1. Hive bot vs. one-off vs. bot platform
In order to pick a platform or vendor, the first question is regarding to the scope of your project. You will probably fall within one of three categories:
Category A: Hive bot vs worker bot
If you want one central chatbot that users reach out to, regardless of the nature of their question
Master bots are kind of like a concierge in a fancy hotel. Whether it’s theater tickets, dinner reservations or helping you with your luggage, everything can be arranged…
In the same breath, a master bot can help you with whatever you need; whether you want to know “How much leave do I have?” or say “I need a contract template”.
It understands the intent of your request and always knows a correct resource to refer you to; be it a document, a link or a specialized chatbot that deals with your question.
Master bots can either incorporate tools to create specialized sub-bots (for example by importing a Knowledge base) or, alternatively, hand conversations off to bots that are made with other platforms.
Category B: Singular bot
A single chatbot designed to answer questions centered around a single vertical
These one-off chatbots are frequently used for QnA-style chatbots for a specific topic, say leave policies. They are pretty easy to create, as you can draw from a wide range of customer-facing platforms. (Easy-to-follow examples would be here or here.)
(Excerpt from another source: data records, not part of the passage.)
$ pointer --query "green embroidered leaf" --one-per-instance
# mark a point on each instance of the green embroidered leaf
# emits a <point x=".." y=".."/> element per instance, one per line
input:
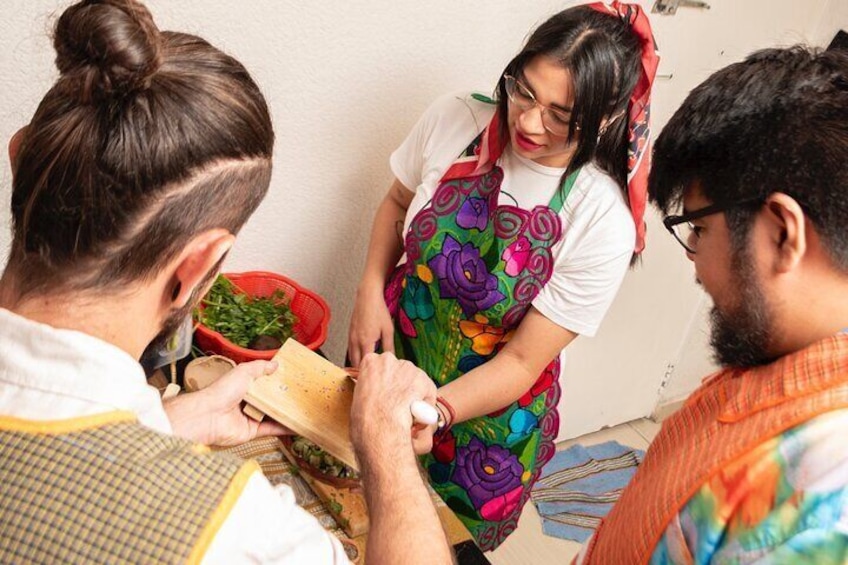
<point x="461" y="507"/>
<point x="483" y="98"/>
<point x="518" y="448"/>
This choice is great for companies that are just starting to experiment with bots. However, if you want to incorporate real-life data into responses you may find yourself needing development skills pretty quickly.
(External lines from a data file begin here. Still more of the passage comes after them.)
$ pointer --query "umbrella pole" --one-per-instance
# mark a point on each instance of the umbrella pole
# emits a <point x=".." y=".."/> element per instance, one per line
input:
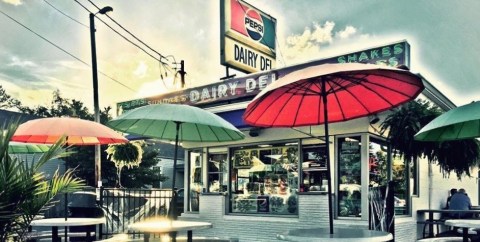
<point x="327" y="146"/>
<point x="173" y="205"/>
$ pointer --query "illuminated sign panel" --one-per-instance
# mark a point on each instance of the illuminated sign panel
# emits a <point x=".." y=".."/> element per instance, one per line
<point x="247" y="37"/>
<point x="245" y="88"/>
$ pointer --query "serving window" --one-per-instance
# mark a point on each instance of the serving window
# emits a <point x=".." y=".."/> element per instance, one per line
<point x="264" y="179"/>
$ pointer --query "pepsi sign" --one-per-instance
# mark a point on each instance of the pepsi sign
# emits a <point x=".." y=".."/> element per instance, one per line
<point x="247" y="37"/>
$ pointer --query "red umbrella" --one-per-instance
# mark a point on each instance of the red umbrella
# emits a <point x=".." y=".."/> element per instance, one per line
<point x="78" y="132"/>
<point x="329" y="93"/>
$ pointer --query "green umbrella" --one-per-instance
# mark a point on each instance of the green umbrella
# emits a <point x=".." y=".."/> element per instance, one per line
<point x="456" y="124"/>
<point x="15" y="148"/>
<point x="176" y="122"/>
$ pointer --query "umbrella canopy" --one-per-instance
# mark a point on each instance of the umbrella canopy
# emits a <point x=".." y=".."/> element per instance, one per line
<point x="331" y="93"/>
<point x="176" y="122"/>
<point x="456" y="124"/>
<point x="160" y="121"/>
<point x="78" y="132"/>
<point x="353" y="90"/>
<point x="20" y="148"/>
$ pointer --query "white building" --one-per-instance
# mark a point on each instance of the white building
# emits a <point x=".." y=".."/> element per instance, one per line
<point x="274" y="179"/>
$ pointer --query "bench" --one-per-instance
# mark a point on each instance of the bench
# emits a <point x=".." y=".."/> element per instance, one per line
<point x="442" y="239"/>
<point x="35" y="236"/>
<point x="426" y="224"/>
<point x="125" y="237"/>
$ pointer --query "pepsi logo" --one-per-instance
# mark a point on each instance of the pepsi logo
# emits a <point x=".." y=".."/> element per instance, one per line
<point x="254" y="24"/>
Also, while nothing is stopping you from creating just many of these one-off bots, you will have to manage things like user authentication, analytics, and more, all separately for each bot. To avoid your maintenance costs being driven up by this at a larger scale, there is Category C.
Category C: Bot platform
One solution that teams in the organization can use to create a multitude of bots
This is the ‘toolkit’ approach whereby IT picks it’s own platform and provides it to other teams in the organization to make their own bots with.
This allows IT to manage the security and deployment; whilst development can be left to the business side where people have the knowledge about processes, but not often the tech skills to create bots from scratch.
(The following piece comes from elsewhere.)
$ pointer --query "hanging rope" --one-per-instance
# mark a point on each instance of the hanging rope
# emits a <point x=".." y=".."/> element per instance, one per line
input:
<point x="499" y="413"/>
Bot platforms often have easy-to-use AIs that you can create ‘conversation flows’ with and let you manipulate the AI engine through a GUI, too.
Editor’s tip:
You may find that many bot platforms may try and convince you they’re also a master bot product provided you get all your bot needs fulfilled by them.
However, in a future of chatbots there are inevitably going to be chatbots from 3rd parties, e.g. a CRM solution that you acquire may already feature a decent chatbot. So you should check how agnostic your chosen platform is when it comes to handing conversations off to 3rd party chatbots.
Whether you have a decentralized bot platform or not, there are some pretty considerable questions you need to try and solve for your project to become ‘production ready’:
- Quality: who checks that the bot understands enough of the queries users have and who ensures it gets retrained as people use it? (See 6.)
- Discoverability: how will the average user become aware that there now is a “Find a legal expert” bot or a “Make a meeting room reservation” bot?
- Search vs chatbot: when should users consult a bot, and when the Enterprise search or Intranet search? Or should chatbots appear in search results directly?
- Maintenance: if bots are drawing on APIs to serve real-time data, who will be responsible to debug and fix the APIs when they will inevitably require maintenance? (See 8.)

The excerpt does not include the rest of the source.